An opening to research

In parallel with the exhibition programme, the Casino is also developing a programme more in line with research and the young artistic scene, which has emerged from the region's art schools. "We take advantage of the Casino Display's space to explore all the potential that exists with students and teachers involved in the art schools located nearby," explains Kevin Muhlen. "We provide them with an opening to professionalisation and we also lay the foundations for a reflection on a future art school in Luxembourg." In this perspective the Casino is proposing Woven in Vegetal Fabric: On Plant Becomings, a research unit to "reflect together on the concept of 'becoming' from a phytocentric point of view", led by Charles Rouleau.

Then, from March, it will be Lynn Klemmer's turn to take over. This young artist participated in the Triennale Jeune Création and will take advantage of the residency offered by Casino Luxembourg to explore and develop "an artistic approach that is interested in the relationship we have with digital technologies such as artificial intelligence, computers, interfaces, social media and algorithms,” explains the artist.

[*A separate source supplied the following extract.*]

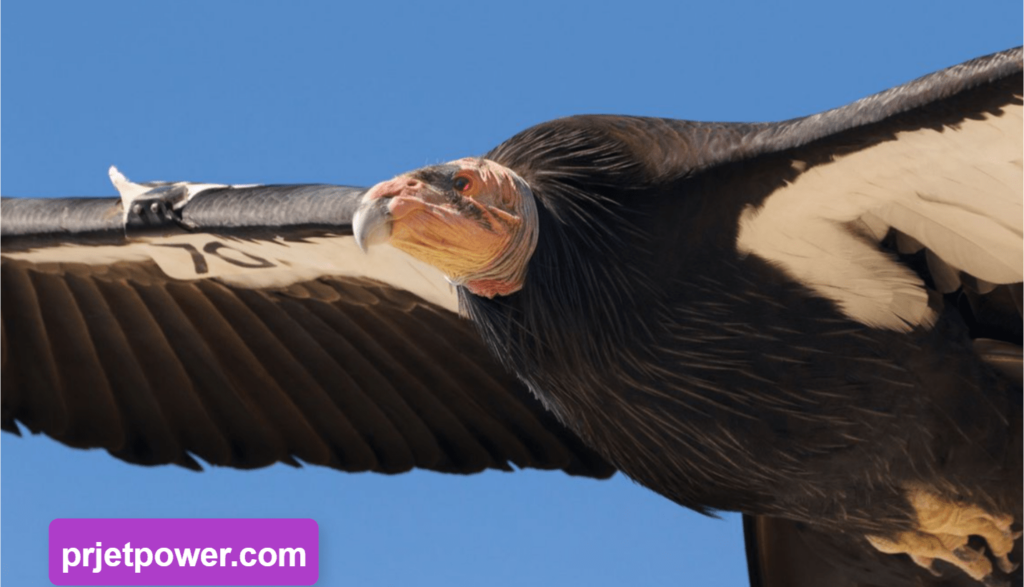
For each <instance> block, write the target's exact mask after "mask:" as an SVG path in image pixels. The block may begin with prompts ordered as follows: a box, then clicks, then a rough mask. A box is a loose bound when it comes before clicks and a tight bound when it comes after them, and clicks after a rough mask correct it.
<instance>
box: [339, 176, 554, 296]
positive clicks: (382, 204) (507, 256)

Lynn Klemmer, Head in the Clouds exhibition viewed at Les Rotondes in the context of Brave New World Order - Triennale Jeune Création (Rotondes and Casino Luxembourg), 2021. (Photo: Andrés Lejona/Maison Moderne)

Lynn Klemmer, Head in the Clouds exhibition viewed at Les Rotondes in the context of Brave New World Order - Triennale Jeune Création (Rotondes and Casino Luxembourg), 2021. (Photo: Andrés Lejona/Maison Moderne)

As part of Esch2022, a collaboration has been established between the Casino and the Ecole nationale supérieure d'art et de design in Nancy (Ensad). For its post-master's programme, the Offshore School, Ensad usually sends its students to Shanghai to experience a completely different cultural universe. Given the current sanitary conditions, this year’s visit will not be to China, but to Luxembourg where the Casino will serve as a base camp for thinking up a project that will subsequently be presented in Belval, where a blast furnace sold in 1995 to the Chinese was reinstalled in Kunming... a city twinned with Nancy!